Lorsque nous nous sommes remis en route pour rejoindre le convoi, nous avons traversé la zone de l'attaque. Ils étaient une dizaine de boches, accrochés à des morceaux de bois, des fragments de bouées. Les corps brûlés, blessés à mort. Les mouettes s'étaient déjà attaquées à certains. Nous avons ralenti pour éviter soigneusement les débris à la dérive et les marins qui surnageaient en levant les mains vers nous.
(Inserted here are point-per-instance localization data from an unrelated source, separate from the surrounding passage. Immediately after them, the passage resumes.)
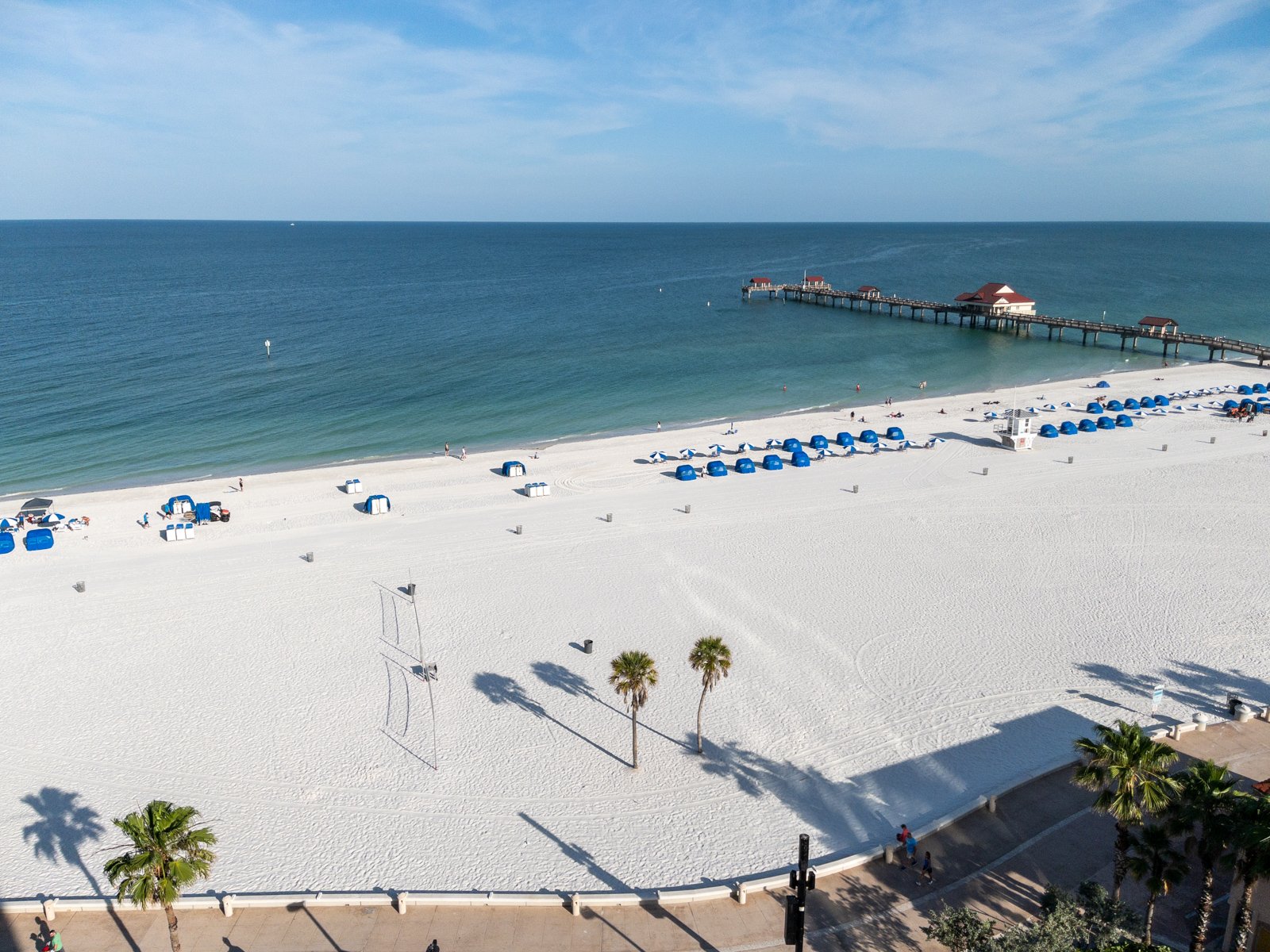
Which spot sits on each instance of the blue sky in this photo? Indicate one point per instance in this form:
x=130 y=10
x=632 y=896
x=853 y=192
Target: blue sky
x=660 y=111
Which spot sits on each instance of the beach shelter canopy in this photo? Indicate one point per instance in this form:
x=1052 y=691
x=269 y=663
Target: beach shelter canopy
x=36 y=507
x=37 y=539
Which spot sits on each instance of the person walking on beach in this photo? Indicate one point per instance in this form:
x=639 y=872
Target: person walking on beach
x=927 y=871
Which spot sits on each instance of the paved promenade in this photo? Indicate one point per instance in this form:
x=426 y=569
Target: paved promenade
x=997 y=863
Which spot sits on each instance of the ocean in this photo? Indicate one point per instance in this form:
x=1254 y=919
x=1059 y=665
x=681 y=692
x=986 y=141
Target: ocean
x=135 y=351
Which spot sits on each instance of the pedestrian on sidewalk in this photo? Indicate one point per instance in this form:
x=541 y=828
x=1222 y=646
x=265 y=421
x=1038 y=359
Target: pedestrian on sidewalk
x=927 y=871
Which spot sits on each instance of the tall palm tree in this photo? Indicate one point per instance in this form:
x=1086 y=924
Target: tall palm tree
x=634 y=673
x=1203 y=812
x=713 y=659
x=165 y=854
x=1155 y=863
x=1130 y=774
x=1253 y=862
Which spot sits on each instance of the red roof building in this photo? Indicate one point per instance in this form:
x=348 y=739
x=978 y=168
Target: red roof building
x=997 y=298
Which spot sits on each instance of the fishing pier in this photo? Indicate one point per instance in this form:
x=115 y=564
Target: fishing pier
x=817 y=291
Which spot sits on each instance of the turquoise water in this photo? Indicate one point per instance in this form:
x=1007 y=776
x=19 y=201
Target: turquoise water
x=135 y=349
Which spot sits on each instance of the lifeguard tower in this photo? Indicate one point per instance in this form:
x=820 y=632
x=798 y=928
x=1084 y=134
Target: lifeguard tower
x=1016 y=431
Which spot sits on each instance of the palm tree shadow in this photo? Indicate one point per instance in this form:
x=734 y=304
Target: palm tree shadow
x=556 y=676
x=61 y=828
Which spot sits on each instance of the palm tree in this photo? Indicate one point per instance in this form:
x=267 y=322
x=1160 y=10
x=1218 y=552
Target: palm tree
x=634 y=673
x=1130 y=774
x=1253 y=862
x=713 y=659
x=165 y=854
x=1203 y=812
x=1155 y=863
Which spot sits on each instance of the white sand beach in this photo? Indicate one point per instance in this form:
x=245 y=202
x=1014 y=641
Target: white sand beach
x=895 y=651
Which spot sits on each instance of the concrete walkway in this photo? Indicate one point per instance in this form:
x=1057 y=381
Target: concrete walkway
x=999 y=863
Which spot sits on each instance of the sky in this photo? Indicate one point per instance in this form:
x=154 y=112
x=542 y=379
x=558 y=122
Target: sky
x=652 y=111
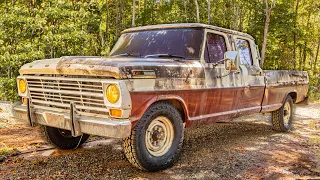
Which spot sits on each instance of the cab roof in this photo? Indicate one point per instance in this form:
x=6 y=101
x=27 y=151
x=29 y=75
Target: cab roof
x=186 y=25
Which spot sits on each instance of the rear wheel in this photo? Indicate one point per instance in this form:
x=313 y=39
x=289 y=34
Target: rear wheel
x=62 y=138
x=155 y=143
x=282 y=118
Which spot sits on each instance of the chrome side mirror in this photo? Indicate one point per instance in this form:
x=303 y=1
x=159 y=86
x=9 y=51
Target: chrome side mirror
x=232 y=61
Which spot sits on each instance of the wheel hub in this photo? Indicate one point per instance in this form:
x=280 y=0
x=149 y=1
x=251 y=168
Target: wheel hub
x=286 y=113
x=159 y=136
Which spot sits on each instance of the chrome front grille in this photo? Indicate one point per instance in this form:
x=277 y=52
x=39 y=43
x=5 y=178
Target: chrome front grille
x=59 y=92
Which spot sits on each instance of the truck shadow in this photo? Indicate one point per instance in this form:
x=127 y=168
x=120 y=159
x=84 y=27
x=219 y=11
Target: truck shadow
x=206 y=149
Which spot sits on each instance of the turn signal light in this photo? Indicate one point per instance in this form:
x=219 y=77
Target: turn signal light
x=22 y=86
x=116 y=112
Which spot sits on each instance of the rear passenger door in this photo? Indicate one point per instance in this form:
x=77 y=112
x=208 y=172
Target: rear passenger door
x=253 y=89
x=222 y=86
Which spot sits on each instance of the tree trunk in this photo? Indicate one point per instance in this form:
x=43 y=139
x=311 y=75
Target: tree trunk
x=266 y=28
x=197 y=8
x=209 y=10
x=185 y=9
x=133 y=12
x=295 y=36
x=316 y=58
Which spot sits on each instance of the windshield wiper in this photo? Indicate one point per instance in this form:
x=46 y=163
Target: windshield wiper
x=127 y=54
x=164 y=55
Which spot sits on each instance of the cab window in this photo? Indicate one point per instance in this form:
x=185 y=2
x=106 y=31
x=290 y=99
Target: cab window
x=243 y=47
x=215 y=48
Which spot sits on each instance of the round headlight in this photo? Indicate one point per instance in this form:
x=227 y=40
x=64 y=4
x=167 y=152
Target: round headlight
x=22 y=86
x=112 y=93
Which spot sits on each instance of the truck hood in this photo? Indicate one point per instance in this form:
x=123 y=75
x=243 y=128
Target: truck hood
x=114 y=67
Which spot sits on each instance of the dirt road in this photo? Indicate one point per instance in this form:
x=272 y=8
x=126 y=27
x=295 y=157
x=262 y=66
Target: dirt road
x=246 y=148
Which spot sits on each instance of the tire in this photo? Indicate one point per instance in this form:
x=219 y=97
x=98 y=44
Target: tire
x=156 y=141
x=62 y=139
x=282 y=118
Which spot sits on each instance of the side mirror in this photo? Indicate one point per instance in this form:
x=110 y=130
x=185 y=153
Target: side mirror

Certains de nos hommes leur ont même craché dessus; je comprenais leur haine et même, je la partageais. J'avais déjà vu périr des gens pendant la guerre de 40. Des inconnus, quelques amis... Ceux-là n'auraient pas dû m'impressionner. Pourtant ceux que j'ai vu mourir, en ce matin de septembre, jamais, jamais je ne parviendrai à les ôter de ma mémoire... Car je les ai regardés, longtemps, sans sourciller. Et tandis que je scrutai leurs pupilles, j'ai compris qu'en cet instant ils touchaient du doigt la terrible vérité de la vie. Ils mouraient et leurs yeux hurlaient qu'ils voulaient vivre. Et dans ce regard, et dans ces bras tendus vers nous, j'ai découvert l'insoutenable solitude des hommes.
Guillemot se frotta le visage. Il fixa Janvier et il reprit :
- C'est ce regard-là qu'avait notre naufragé lorsque nous l'avons sauvé, au moment où il a posé ses yeux sur moi. Le regard d'un homme lucide sur le pas du néant. J'ignore qui il est. Mais ce que je pense, c'est qu'il s'agit de quelqu'un qui se sent suffisamment en danger pour braver le péril du large à mains nues. Le remettre aux Turcs, se serait le remettre à la mer; j'en suis certain.